Due to production methods, we cannot guarantee our products are completely free from any allergen such as
Peanuts,
Tree Nuts,
Sesame Seeds,
Milk,
Egg,
Fish,
Crustaceans,
Molluscs,
Soya,
Wheat,
Gluten,
Lupin,
Mustard,
Sulphur dioxide and
Celery.
Nutritional information
Per Serving*
Energy (kJ/kcal)
4546 / 1090
Fats (g)
46.6
of which saturated (g)
32.2
Carbohydrates (g)
130
of which sugars (g)
16.9
Fibers (g)
16.8
Proteins (g)
48
Salt (g)
2.1
*The nutritional information only applies to ingredients
supplied by Hello Chef. The cooking process and
additional ingredients added at home will affect
total values.
Before you start
Please wash your hands and rinse all fresh fruits and vegetables prior to cooking.
Instructions
1 Prep ingredients
Rinse and drain the black beans and red kidney beans in a colander. Set aside. Peel and chop the onion and mince the garlic.
2 Prep chilli base
Heat a drizzle of oil in a pan over a medium heat. Fry the onion with a pinch of salt for 5 min. Add the garlic and stir for 1 min. Add the tomato paste, brown sugar, chipotle powder and smoked paprika powder. Cook for 2 min.
3 Stew chilli
Add the drained beans, measured water, crumbled stockcube and cooking cream. Reduce the heat to low and simmer for 10 min, stirring occasionally. Add another splash of water if needed.
4 Boil rice
Meanwhile, bring a pan of salted water to a boil over a medium-high heat.

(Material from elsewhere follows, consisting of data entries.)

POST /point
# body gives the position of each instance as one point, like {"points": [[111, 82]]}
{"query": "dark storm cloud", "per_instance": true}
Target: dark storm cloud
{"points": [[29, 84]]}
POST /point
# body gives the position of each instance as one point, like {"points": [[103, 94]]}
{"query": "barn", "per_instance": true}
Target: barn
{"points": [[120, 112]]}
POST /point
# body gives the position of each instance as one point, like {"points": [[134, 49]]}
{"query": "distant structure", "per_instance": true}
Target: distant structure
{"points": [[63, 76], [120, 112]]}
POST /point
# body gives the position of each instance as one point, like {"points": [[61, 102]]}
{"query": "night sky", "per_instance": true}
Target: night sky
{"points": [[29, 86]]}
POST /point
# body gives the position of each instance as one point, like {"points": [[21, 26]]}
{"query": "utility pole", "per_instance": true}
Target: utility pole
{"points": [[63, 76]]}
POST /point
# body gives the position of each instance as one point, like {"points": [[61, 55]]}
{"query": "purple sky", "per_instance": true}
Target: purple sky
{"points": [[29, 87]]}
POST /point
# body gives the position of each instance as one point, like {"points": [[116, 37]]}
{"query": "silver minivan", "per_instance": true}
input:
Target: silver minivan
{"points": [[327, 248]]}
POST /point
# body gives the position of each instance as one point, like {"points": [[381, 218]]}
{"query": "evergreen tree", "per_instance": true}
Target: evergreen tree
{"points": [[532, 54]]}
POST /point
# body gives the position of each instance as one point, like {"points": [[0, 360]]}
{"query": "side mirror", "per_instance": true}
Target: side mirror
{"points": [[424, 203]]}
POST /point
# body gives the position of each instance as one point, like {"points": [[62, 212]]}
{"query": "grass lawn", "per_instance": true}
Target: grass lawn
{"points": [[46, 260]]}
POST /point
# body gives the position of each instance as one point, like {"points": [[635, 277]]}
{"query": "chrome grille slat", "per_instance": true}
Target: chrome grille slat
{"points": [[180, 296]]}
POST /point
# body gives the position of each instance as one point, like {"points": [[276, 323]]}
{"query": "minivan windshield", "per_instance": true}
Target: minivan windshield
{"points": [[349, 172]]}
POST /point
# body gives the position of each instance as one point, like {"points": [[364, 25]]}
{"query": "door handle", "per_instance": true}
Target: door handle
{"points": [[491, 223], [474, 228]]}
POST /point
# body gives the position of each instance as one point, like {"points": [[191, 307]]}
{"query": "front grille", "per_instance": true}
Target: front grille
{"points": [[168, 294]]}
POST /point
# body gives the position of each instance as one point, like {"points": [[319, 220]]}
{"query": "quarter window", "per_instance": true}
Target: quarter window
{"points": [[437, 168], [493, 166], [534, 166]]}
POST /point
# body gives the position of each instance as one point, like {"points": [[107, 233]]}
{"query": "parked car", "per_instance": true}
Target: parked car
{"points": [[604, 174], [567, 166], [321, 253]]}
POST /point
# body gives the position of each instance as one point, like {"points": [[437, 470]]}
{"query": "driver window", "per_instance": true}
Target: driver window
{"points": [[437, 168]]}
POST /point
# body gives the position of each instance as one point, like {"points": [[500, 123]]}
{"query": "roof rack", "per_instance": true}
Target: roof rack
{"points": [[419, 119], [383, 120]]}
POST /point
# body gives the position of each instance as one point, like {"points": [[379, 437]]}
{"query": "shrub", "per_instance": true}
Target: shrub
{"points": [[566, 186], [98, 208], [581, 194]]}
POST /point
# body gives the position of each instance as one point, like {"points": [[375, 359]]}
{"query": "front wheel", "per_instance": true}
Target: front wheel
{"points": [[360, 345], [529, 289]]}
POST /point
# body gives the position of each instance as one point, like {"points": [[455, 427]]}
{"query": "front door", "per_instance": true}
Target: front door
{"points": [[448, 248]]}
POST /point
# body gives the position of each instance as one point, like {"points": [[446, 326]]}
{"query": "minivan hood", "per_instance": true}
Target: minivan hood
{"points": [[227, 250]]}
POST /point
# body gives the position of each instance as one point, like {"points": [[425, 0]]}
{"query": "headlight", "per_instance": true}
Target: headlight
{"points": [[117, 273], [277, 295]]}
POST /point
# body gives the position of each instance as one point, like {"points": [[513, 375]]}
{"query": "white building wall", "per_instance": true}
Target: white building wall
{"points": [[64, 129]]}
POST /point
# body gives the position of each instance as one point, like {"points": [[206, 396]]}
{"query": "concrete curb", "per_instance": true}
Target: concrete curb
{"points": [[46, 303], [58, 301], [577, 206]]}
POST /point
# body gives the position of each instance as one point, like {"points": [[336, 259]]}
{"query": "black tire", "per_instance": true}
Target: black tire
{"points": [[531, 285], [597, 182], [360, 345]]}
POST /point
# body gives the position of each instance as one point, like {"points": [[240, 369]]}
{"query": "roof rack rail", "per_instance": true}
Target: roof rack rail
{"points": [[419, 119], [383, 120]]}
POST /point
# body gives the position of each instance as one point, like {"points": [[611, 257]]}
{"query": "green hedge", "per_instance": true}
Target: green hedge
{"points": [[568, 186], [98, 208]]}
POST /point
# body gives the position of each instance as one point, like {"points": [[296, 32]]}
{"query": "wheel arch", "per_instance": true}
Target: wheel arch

Once boiling, add the brown rice and cook for 15-20 min or until tender. Drain once tender and set aside, covered, to keep warm.
5 Add eggs and cheese
Using the back of a spoon, make grooves in the chilli and crack the eggs into them. Sprinkle the chilli with the grated cheddar cheese. Cook over a low heat for 8-10 more min until the eggs are set and the cheddar cheese has melted.
6 Serve
Meanwhile, finely slice the redchilli and chives. Serve the bean chilli over the cooked brown rice and top with the sour cream, redchilli and chives.